Containers currently can only be specified in the Transformation Catalog. Users have the option of either using a different container for each executable or same container for all executables. In the case, where you wants to use a container that does not have your executable pre-installed, you can mark the executable as STAGEABLE and Pegasus will stage the executable into the container, as part of executable staging.

The DAX API extensions don't support references for containers.
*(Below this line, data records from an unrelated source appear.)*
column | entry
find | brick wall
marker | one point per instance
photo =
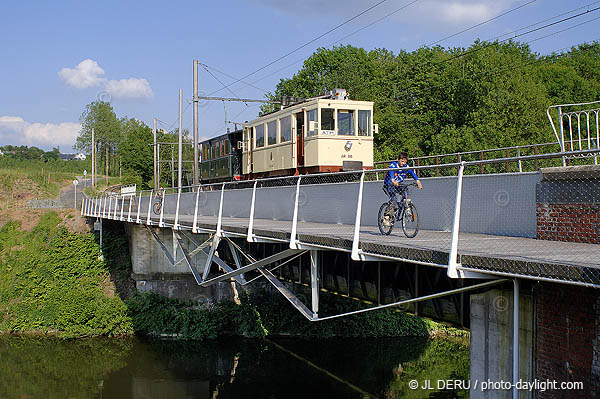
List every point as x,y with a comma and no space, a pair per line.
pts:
567,338
568,222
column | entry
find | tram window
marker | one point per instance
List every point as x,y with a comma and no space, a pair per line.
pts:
286,129
272,132
327,122
312,117
364,123
346,123
260,135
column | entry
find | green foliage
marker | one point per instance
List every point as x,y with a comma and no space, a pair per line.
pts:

8.2.1. Containerized Applications in the Transformation Catalog

Users can specify what container they want to use for running their application in the Transformation Catalog using the multi line text based format described in this section. Users can specify an optional attribute named container that refers to the container to be used for the application.

tr example::keg:1.0 { 

  #specify profiles that apply for all the sites for the transformation 
  #in each site entry the profile can be overriden 

  profile env "APP_HOME" "/tmp/myscratch"
  profile env "JAVA_HOME" "/opt/java/1.6"

  site isi {
    # environment to be set when the job is run in the container
    # overrides env profiles specified in the container
    profile env "HELLo" "WORLD"
    profile env "JAVA_HOME" "/bin/java.1.6"
    
    profile condor "FOO" "bar"
    
    pfn "/path/to/keg
    arch "x86"
    os "linux"
    osrelease "fc"
    osversion "4"
      
    # INSTALLED means pfn refers to path in the container.
    # STAGEABLE means the executable can be staged into the container
    type "INSTALLED" 

    #optional attribute to specify the container to use
    container "centos-pegasus"
  }
}

cont centos-pegasus{
     # can be either docker or singularity
     type "docker"

     # URL to image in a docker|singularity hub OR
     # URL to an existing docker image exported as a tar file or singularity image
     image "docker:///rynge/montage:latest" 
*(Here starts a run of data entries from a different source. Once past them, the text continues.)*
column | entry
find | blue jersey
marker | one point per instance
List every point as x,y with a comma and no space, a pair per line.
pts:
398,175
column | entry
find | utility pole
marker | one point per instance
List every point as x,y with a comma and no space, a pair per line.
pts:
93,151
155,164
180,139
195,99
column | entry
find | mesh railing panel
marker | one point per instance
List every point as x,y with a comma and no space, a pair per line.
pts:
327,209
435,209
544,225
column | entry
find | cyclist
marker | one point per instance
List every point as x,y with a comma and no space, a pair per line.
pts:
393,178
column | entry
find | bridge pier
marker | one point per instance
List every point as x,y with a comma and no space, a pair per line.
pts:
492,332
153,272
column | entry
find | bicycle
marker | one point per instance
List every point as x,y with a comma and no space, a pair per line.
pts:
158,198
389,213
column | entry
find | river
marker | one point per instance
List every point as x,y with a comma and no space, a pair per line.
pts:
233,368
     # optional site attribute to tell pegasus which site tar file
     # exists. useful for handling file URL's correctly
     image_site "optional site"

     # mount information to mount host directories into container 
     # format src-dir:dest-dir[:options]
     mount "/Volumes/Work/lfs1:/shared-data/:ro"

     # environment to be set when the job is run in the container
     # only env profiles are supported
     profile env "JAVA_HOME" "/opt/java/1.6"	    
}

The container itself is defined using the cont entry. Multiple transformations can refer to the same container.

  1. cont cont - A container identifier.

  2. image - URL to image in a docker|singularity hub or URL to an existing docker image exported as a tar file or singularity image. Example of a docker hub URL is docker:///rynge/montage:latest, while for singularity shub://pegasus-isi/fedora-montage

  3. image_site - The site identifier for the site where the container is available

  4. mount - mount information to mount host directories into container of format src-dir:dest-dir[:options] . Consult Docker and Singularity documentation for options supported for -v and -B options respectively.

  5. Profiles - One or many profiles can be attached to a transformation for all sites or to a transformation on a particular site. For containers, only env profiles are supported.

Note

Containerized Applications can only be specified in the transformation catalog, not via the DAX API.